The project is coordinated by the Tidewater enhanced Multiservice Market, or eMSM for short. In an analysis of data from October 2013 to August 2014, more than 150 acutely ill newborns were diverted to civilian hospitals due to the limited number of neonatal ICU beds within the Tidewater military health system.

For babies who are transferred out, the continuity of patient care is disrupted, risking patient safety. Families must travel to visit their newborns, who often require weeks or months of hospitalization. And sending care to a civilian hospital contributes an additional $3 million for taxpayers.

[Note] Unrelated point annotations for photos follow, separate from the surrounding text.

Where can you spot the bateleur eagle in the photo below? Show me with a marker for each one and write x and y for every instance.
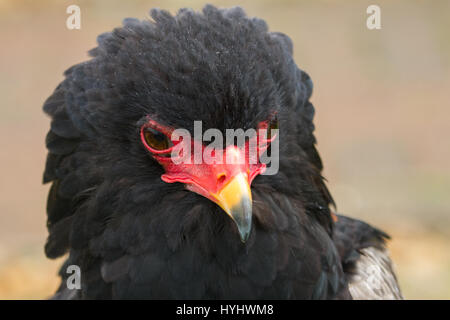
(139, 226)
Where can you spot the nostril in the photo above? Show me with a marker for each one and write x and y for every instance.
(221, 178)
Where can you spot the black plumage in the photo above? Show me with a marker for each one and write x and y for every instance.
(135, 236)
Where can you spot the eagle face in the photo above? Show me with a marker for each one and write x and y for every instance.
(141, 224)
(221, 175)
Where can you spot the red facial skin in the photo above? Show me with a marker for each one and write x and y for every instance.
(203, 178)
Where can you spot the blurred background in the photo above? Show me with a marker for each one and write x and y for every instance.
(382, 117)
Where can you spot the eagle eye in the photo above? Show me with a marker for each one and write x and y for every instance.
(155, 139)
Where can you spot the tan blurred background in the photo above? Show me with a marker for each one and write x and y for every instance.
(383, 120)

All of these factors served as the impetus for combining resources within the eMSM. In 2013, the Defense Health Agency established six pilot joint-service eMSMs to encourage medical resource sharing. The only Navy-led market is in Tidewater, managed by Rear Adm. Terry Moulton.

The Tidewater market is composed of Navy, Air Force and Army medical assets at NMCP and Joint Base Langley-Eustis. The Tidewater eMSM serves 400,000 joint military forces in the market. Even though each facility is military, there's been a limited history of sharing assets and workload. That's now changing.

"We look at the data, and say here's a specialty area that looks like we might be able to recapture some of this care, bring it back into the (military) direct care system. In that way we save money and provide better continuity of care for our beneficiaries," said Col. Ronald L. Johnson, Tidewater eMSM Chief Operating Officer.

That led the Tidewater eMSM to shift Navy neonatologists and pediatricians to the Langley Air Force hospital in order to create a higher level of neonatal care. The change is working.

Air Force nurses now rotate in the neonatal intensive care unit at NMCP. This has expanded neonatal care capacity at both hospitals, allowing more acutely ill babies to receive their care within the military health system and without having to be moved to another facility. In only 10 months, the diversion of care has decreased by 86 percent, saving taxpayers more than $1.5 million.

With such a success rate in so short a period of time, the Defense Health Agency has funded the hiring of nine more neonatology staff to benefit military families in the Tidewater eMSM by adding capacity for this much needed service.

Johnson said approval and funding of the new positions were dependent on showing a return on investment, and the ROI is there: at Portsmouth and Langley.

"The additional staff expands the capability of the market. So between Langley and at Portsmouth, those assets would be used where deemed most appropriate based on the need," Johnson said.

In the meantime, the eMSM continues to analyze the data to determine savings in other areas where the services' medical assets can work jointly and maximize their value to service members and their families.